GTC: GNN-Transformer Co-contrastive Learning for Self-supervised Heterogeneous Graph Representation

Yundong Sun,Dongjie Zhu,Yansong Wang,Zhaoshuo Tian
2024-03-22
Abstract:Graph Neural Networks (GNNs) have emerged as the most powerful weapon for various graph tasks due to the message-passing mechanism's great local information aggregation ability. However, over-smoothing has always hindered GNNs from going deeper and capturing multi-hop neighbors. Unlike GNNs, Transformers can model global information and multi-hop interactions via multi-head self-attention and a proper Transformer structure can show more immunity to the over-smoothing problem. So, can we propose a novel framework to combine GNN and Transformer, integrating both GNN's local information aggregation and Transformer's global information modeling ability to eliminate the over-smoothing problem? To realize this, this paper proposes a collaborative learning scheme for GNN-Transformer and constructs GTC architecture. GTC leverages the GNN and Transformer branch to encode node information from different views respectively, and establishes contrastive learning tasks based on the encoded cross-view information to realize self-supervised heterogeneous graph representation. For the Transformer branch, we propose Metapath-aware Hop2Token and CG-Hetphormer, which can cooperate with GNN to attentively encode neighborhood information from different levels. As far as we know, this is the first attempt in the field of graph representation learning to utilize both GNN and Transformer to collaboratively capture different view information and conduct cross-view contrastive learning. The experiments on real datasets show that GTC exhibits superior performance compared with state-of-the-art methods. Codes can be available at
Machine Learning,Information Retrieval
What problem does this paper attempt to address?

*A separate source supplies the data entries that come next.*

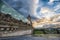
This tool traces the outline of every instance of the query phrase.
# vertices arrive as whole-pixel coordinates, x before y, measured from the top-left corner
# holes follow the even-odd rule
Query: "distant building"
[[[31,21],[29,19],[29,21]],[[21,31],[21,30],[31,30],[32,31],[32,25],[24,23],[22,20],[17,20],[13,18],[9,14],[4,14],[0,12],[0,32],[9,33],[11,31],[12,33],[14,31]]]

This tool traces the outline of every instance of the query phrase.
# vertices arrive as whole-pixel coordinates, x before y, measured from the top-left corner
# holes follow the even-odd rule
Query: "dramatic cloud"
[[[49,14],[53,15],[60,9],[59,0],[5,0],[5,2],[25,17],[28,15],[35,18],[41,18],[42,15],[49,17]]]
[[[60,14],[56,14],[53,17],[51,17],[50,19],[40,19],[40,20],[36,20],[35,22],[33,22],[33,27],[34,28],[58,28],[60,27]]]
[[[32,18],[45,18],[47,20],[43,20],[48,21],[48,19],[52,19],[55,15],[60,15],[60,0],[5,0],[5,2],[24,17],[30,15]],[[56,21],[58,20],[60,20],[60,18],[57,18]],[[49,27],[51,24],[48,24]],[[43,25],[47,26],[47,23],[45,22]],[[43,27],[43,25],[37,24],[35,27]]]

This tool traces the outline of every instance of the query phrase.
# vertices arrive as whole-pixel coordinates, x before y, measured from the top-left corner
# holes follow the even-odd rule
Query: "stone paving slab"
[[[60,40],[60,38],[33,37],[25,35],[25,36],[0,38],[0,40]]]

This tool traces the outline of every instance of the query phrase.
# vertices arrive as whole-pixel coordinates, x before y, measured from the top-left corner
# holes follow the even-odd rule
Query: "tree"
[[[11,17],[11,15],[9,15],[9,14],[6,14],[6,15],[5,15],[5,17]]]

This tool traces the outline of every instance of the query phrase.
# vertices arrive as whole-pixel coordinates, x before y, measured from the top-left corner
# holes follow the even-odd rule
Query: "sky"
[[[5,14],[10,14],[13,18],[22,20],[23,22],[28,22],[27,18],[25,18],[23,15],[21,15],[19,12],[17,12],[10,6],[5,5],[4,3],[1,6],[1,12]]]
[[[45,17],[48,19],[60,13],[60,0],[36,0],[33,5],[34,14],[37,18]]]
[[[60,0],[3,0],[17,12],[32,19],[50,18],[60,14]],[[34,19],[35,20],[35,19]]]
[[[55,25],[59,25],[53,23],[43,23],[40,25],[37,23],[37,20],[42,18],[52,19],[57,14],[60,14],[60,0],[3,0],[3,2],[7,6],[5,5],[2,8],[6,7],[4,8],[5,11],[13,11],[13,13],[9,14],[11,14],[13,17],[17,19],[22,19],[24,22],[26,22],[26,18],[28,17],[28,15],[30,15],[32,22],[36,22],[34,28],[53,27],[53,25],[55,27]],[[59,20],[60,15],[52,21],[57,22]]]

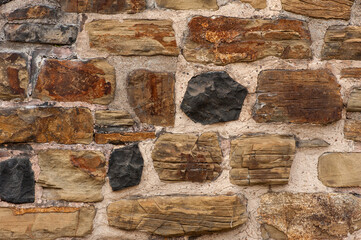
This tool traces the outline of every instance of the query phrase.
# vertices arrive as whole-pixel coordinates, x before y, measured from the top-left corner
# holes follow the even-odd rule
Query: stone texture
[[[121,132],[121,133],[96,133],[95,142],[97,144],[122,145],[129,142],[141,142],[156,138],[155,132]]]
[[[127,111],[96,111],[95,124],[98,126],[133,126],[134,120]]]
[[[200,235],[236,228],[247,221],[238,196],[157,196],[122,199],[108,206],[112,227],[161,236]]]
[[[344,134],[346,139],[361,142],[361,121],[346,119]]]
[[[241,0],[243,3],[249,3],[255,9],[262,9],[267,7],[267,0]]]
[[[96,20],[85,28],[90,47],[112,55],[179,54],[172,22],[168,20]]]
[[[256,122],[329,124],[342,117],[340,85],[327,69],[266,70],[258,76]]]
[[[47,150],[38,154],[43,198],[70,202],[103,200],[105,157],[96,151]]]
[[[222,172],[222,151],[216,133],[164,134],[152,152],[154,168],[162,181],[205,182]]]
[[[0,110],[0,143],[89,144],[93,117],[86,108],[19,108]]]
[[[110,155],[108,177],[113,191],[140,183],[144,160],[138,144],[115,149]]]
[[[232,140],[231,183],[287,184],[295,148],[295,139],[287,135],[246,135]]]
[[[0,5],[11,2],[12,0],[0,0]]]
[[[361,88],[352,90],[347,102],[348,112],[361,112]]]
[[[247,93],[226,72],[203,73],[188,82],[180,107],[204,125],[238,120]]]
[[[218,9],[217,0],[156,0],[157,6],[175,10]]]
[[[344,19],[351,16],[354,0],[282,0],[284,10],[314,18]]]
[[[361,228],[360,206],[351,194],[268,193],[258,212],[272,239],[342,240]]]
[[[115,85],[114,67],[105,60],[49,59],[41,67],[33,97],[107,105],[114,99]]]
[[[94,207],[0,207],[0,239],[84,237],[92,232]]]
[[[298,148],[319,148],[330,146],[328,142],[319,138],[314,138],[310,140],[297,140],[296,145]]]
[[[10,203],[34,202],[34,172],[28,158],[17,157],[0,162],[0,199]]]
[[[341,78],[361,78],[361,68],[344,68],[341,70]]]
[[[190,62],[226,65],[268,56],[312,57],[307,23],[298,20],[198,16],[188,28],[183,54]]]
[[[37,5],[25,8],[19,8],[8,15],[9,20],[25,20],[25,19],[49,19],[55,18],[58,11],[49,6]]]

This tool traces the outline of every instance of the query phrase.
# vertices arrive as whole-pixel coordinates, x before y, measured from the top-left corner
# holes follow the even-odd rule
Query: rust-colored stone
[[[91,177],[105,178],[105,161],[101,154],[85,153],[78,156],[71,155],[70,161],[73,166],[79,168],[83,172],[89,174]]]
[[[218,9],[217,0],[156,0],[157,6],[176,10]]]
[[[361,68],[344,68],[341,70],[341,78],[361,78]]]
[[[345,138],[361,142],[361,121],[347,119],[344,126]]]
[[[267,7],[267,0],[241,0],[241,2],[249,3],[255,9],[262,9]]]
[[[57,16],[57,10],[49,6],[31,6],[16,9],[8,15],[9,20],[44,19]]]
[[[155,137],[155,132],[96,133],[95,142],[98,144],[124,144],[154,139]]]
[[[138,13],[146,8],[145,0],[58,0],[63,11],[77,13]]]

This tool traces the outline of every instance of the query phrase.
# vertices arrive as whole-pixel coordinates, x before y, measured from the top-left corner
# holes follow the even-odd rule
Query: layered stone
[[[175,10],[189,9],[218,9],[217,0],[156,0],[157,6],[161,8],[171,8]]]
[[[95,112],[95,124],[98,126],[133,126],[134,120],[127,111],[96,111]]]
[[[249,3],[255,9],[263,9],[267,7],[267,0],[241,0],[241,2]]]
[[[9,20],[26,20],[26,19],[50,19],[58,15],[56,8],[36,5],[25,8],[19,8],[8,15]]]
[[[361,112],[361,88],[354,88],[347,102],[348,112]]]
[[[346,139],[361,142],[361,121],[346,119],[344,135]]]
[[[0,0],[0,6],[3,4],[6,4],[8,2],[11,2],[12,0]]]
[[[344,68],[341,70],[341,78],[361,78],[361,68]]]
[[[314,138],[310,140],[297,140],[296,145],[298,148],[320,148],[330,146],[328,142],[320,138]]]
[[[97,144],[122,145],[129,142],[141,142],[156,138],[155,132],[114,132],[96,133],[95,142]]]

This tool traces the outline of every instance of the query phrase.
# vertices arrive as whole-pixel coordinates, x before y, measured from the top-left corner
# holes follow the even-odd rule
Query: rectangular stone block
[[[26,19],[45,19],[56,18],[58,11],[54,7],[45,5],[30,6],[19,8],[8,15],[10,21],[13,20],[26,20]]]
[[[157,6],[175,10],[218,9],[217,0],[156,0]]]
[[[96,111],[95,124],[98,126],[133,126],[134,120],[127,111]]]
[[[121,132],[121,133],[96,133],[97,144],[124,144],[129,142],[141,142],[156,138],[155,132]]]
[[[352,90],[347,102],[348,112],[361,112],[361,88]]]
[[[267,0],[241,0],[241,2],[249,3],[255,9],[262,9],[267,7]]]
[[[344,68],[341,70],[341,78],[361,78],[361,68]]]
[[[344,134],[346,139],[361,142],[361,121],[346,119]]]

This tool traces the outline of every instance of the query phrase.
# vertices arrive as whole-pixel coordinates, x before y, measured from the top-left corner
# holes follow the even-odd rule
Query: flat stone
[[[213,181],[222,172],[222,151],[216,133],[164,134],[152,152],[162,181]]]
[[[112,55],[178,56],[179,49],[168,20],[96,20],[85,25],[90,47]]]
[[[19,8],[8,15],[9,20],[46,19],[55,18],[58,15],[56,8],[37,5]]]
[[[203,125],[238,120],[248,91],[226,72],[209,72],[188,82],[181,109]]]
[[[263,9],[267,7],[267,0],[241,0],[241,2],[249,3],[255,9]]]
[[[296,142],[298,148],[319,148],[329,147],[330,144],[323,139],[314,138],[310,140],[298,140]]]
[[[197,16],[188,23],[183,54],[187,61],[226,65],[275,56],[311,59],[311,36],[299,20]]]
[[[11,2],[13,0],[0,0],[0,5],[3,5],[5,3]]]
[[[144,160],[138,144],[115,149],[109,159],[109,184],[113,191],[133,187],[140,183]]]
[[[341,78],[361,78],[361,68],[344,68],[341,70]]]
[[[129,75],[129,104],[142,123],[174,125],[174,84],[173,73],[137,70]]]
[[[95,124],[98,126],[133,126],[134,120],[127,111],[96,111]]]
[[[361,112],[361,88],[354,88],[347,102],[348,112]]]
[[[33,97],[107,105],[114,99],[115,85],[115,69],[105,60],[48,59],[41,67]]]
[[[344,134],[346,139],[361,142],[361,121],[346,119]]]
[[[156,0],[157,6],[161,8],[171,8],[175,10],[189,9],[218,9],[217,0]]]
[[[166,237],[230,230],[248,218],[243,197],[222,195],[122,199],[107,213],[112,227]]]
[[[96,133],[97,144],[123,145],[129,142],[141,142],[156,138],[155,132],[120,132],[120,133]]]
[[[10,203],[35,201],[34,172],[29,158],[17,157],[0,162],[0,199]]]
[[[256,93],[258,123],[329,124],[342,117],[340,85],[327,69],[262,71]]]

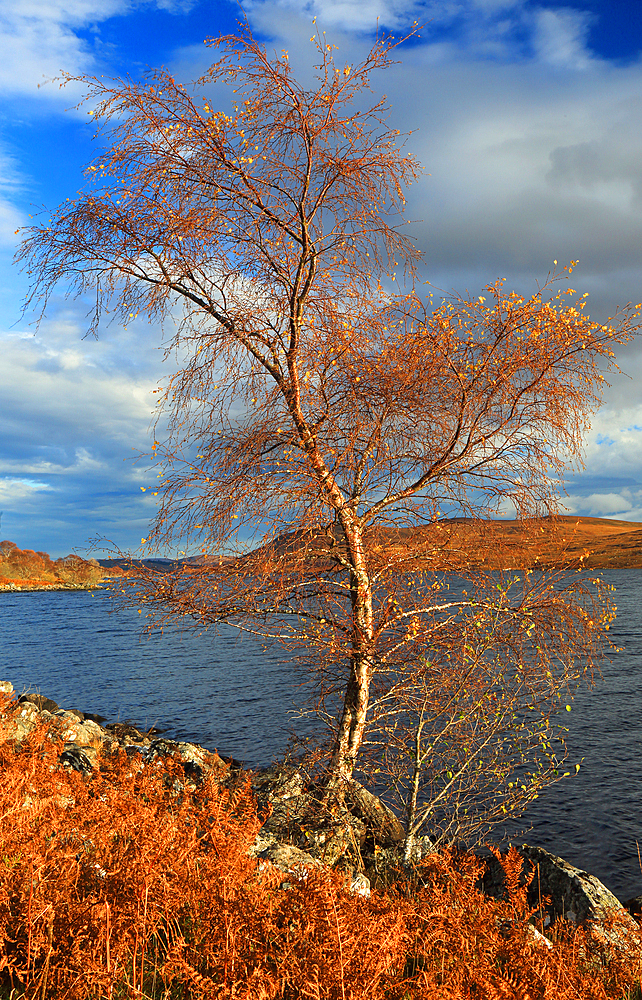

The paper aims to address the over-smoothing problem encountered by Graph Neural Networks (GNNs) when capturing multi-hop neighbor information and to achieve self-supervised heterogeneous graph representation learning by combining the advantages of GNNs and Transformers. Specifically, the paper proposes the following key issues: 1. **How to combine GNN and Transformer**: By using GNN and Transformer as two branches to encode local views and global views (or graph pattern views and hop views) respectively, leveraging GNN's local information aggregation capability and Transformer's global structure modeling capability to avoid the over-smoothing problem. 2. **Self-supervised heterogeneous graph representation learning**: Constructing a collaborative contrastive learning task based on different view representations to enhance the information fusion between the two views, achieving self-supervised heterogeneous graph representation learning. The paper proposes a new GNN-Transformer collaborative learning framework (referred to as GTC) to successfully address the above challenges. This framework not only effectively captures multi-hop neighbor information but also avoids the over-smoothing problem, thereby improving the model's expressive capability. Moreover, experimental results show that GTC outperforms existing state-of-the-art methods on real datasets.